Quale evoluzione del pensiero potrebbe spiegare le posizioni retoriche radicalmente diverse di Lincoln? Per rispondere a questo enigma, altri studiosi hanno cercato cambiamenti nel modo in cui Lincoln pensava ai neri o alla schiavitù. Questi argomenti, però, sono una falsa pista. Il libro di Kateb porta alla ribalta un cambiamento nel modo in cui Lincoln pensava alla democrazia. Tra il 1861 e il 1865 la valutazione di Lincoln sulla capacità della democrazia americana di fare progresso morale cambiò. Questa intuizione rende il libro di Kateb lettura essenziale.

Nel 1861, al momento della sua assunzione della presidenza, Lincoln ha annunciato nel primo Inaugurale:

Non ho alcun scopo, direttamente o indirettamente, di interferire con l’istituzione della schiavitù negli Stati in cui esiste. Credo di non avere alcun diritto legale di farlo, e non ho alcuna inclinazione a farlo.

Ma nel 1865, nel Secondo Inaugurale, alla vigilia sia della vittoria che della morte, in un passaggio il cui carattere scioccante esce solo se letto per intero, disse:

Può sembrare strano che qualsiasi uomo abbia il coraggio di chiedere l’aiuto di un giusto Dio nel strappare il proprio pane dal sudore dei volti degli altri uomini, ma non giudichiamo, che non siamo giudicati. Le preghiere di entrambi non potevano essere esaudite. Quello di nessuno dei due è stato risposto pienamente. L’Onnipotente ha i suoi scopi. “Guai al mondo a causa delle offese; poiché deve essere necessario che le offese vengano, ma guai a quell’uomo per mezzo del quale viene l’offesa.”Se supponiamo che la schiavitù americana sia una di quelle offese che, nella provvidenza di Dio, deve venire, ma che, avendo continuato per il tempo stabilito, Ora vuole rimuovere, e che dà a Nord e a Sud questa terribile guerra come il dolore dovuto a coloro da cui è venuto l’offesa, dovremmo discernere in essa qualsiasi deviazione da quegli attributi divini che i credenti in un Dio vivente Gli attribuiscono sempre? Con affetto speriamo, con fervore preghiamo, che questo potente flagello della guerra passi rapidamente. Tuttavia, se Dio vuole che essa continui fino a quando tutta la ricchezza accumulata dai duecentocinquanta anni di fatica non corrisposta del servo sarà affondata, e fino a quando ogni goccia di sangue disegnata con la frusta sarà pagata da un altro disegnato con la spada, come fu detto tremila anni fa, così ancora si deve dire “i giudizi del Signore sono veri e giusti del tutto.

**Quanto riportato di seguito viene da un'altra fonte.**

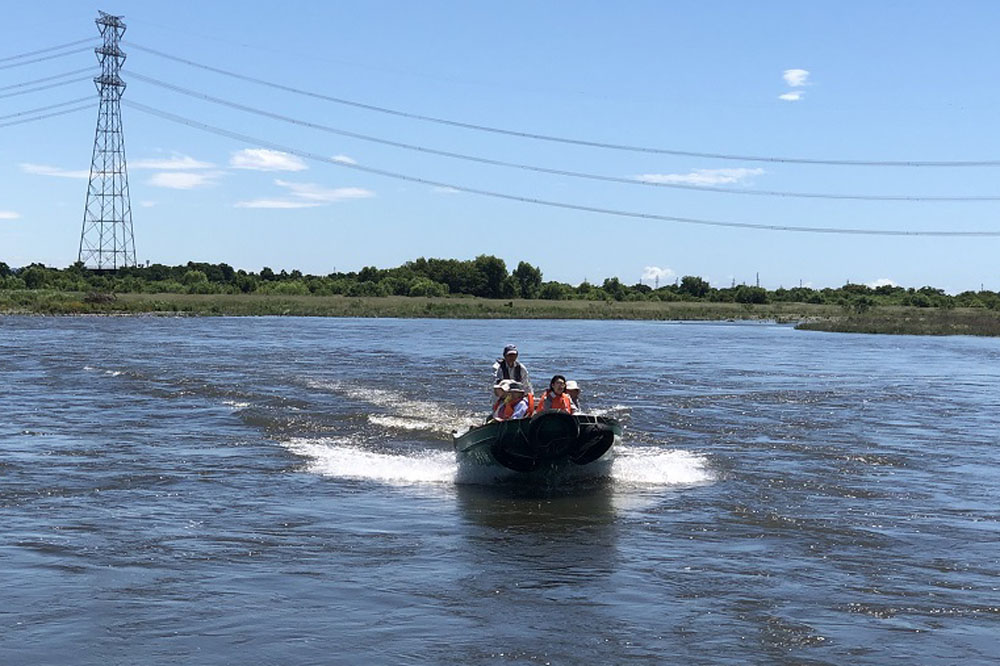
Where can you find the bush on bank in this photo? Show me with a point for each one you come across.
(485, 276)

Lincoln qui immagina implicitamente, nella frase di Kateb, lo “sterminio” dei bianchi del Nord e del Sud come un prezzo ragionevole da pagare per il male della schiavitù. Da qui il carattere scioccante del passaggio. Kateb scrive: “Nella nostra mente dovrebbe essere considerato come parlare dalla tomba, un oratore immateriale che siamo in grado di guardare attraverso, finalmente trasparente. . . . Ha dato motivo di odiare Dio, il padre non perdonato, o di non amarlo.”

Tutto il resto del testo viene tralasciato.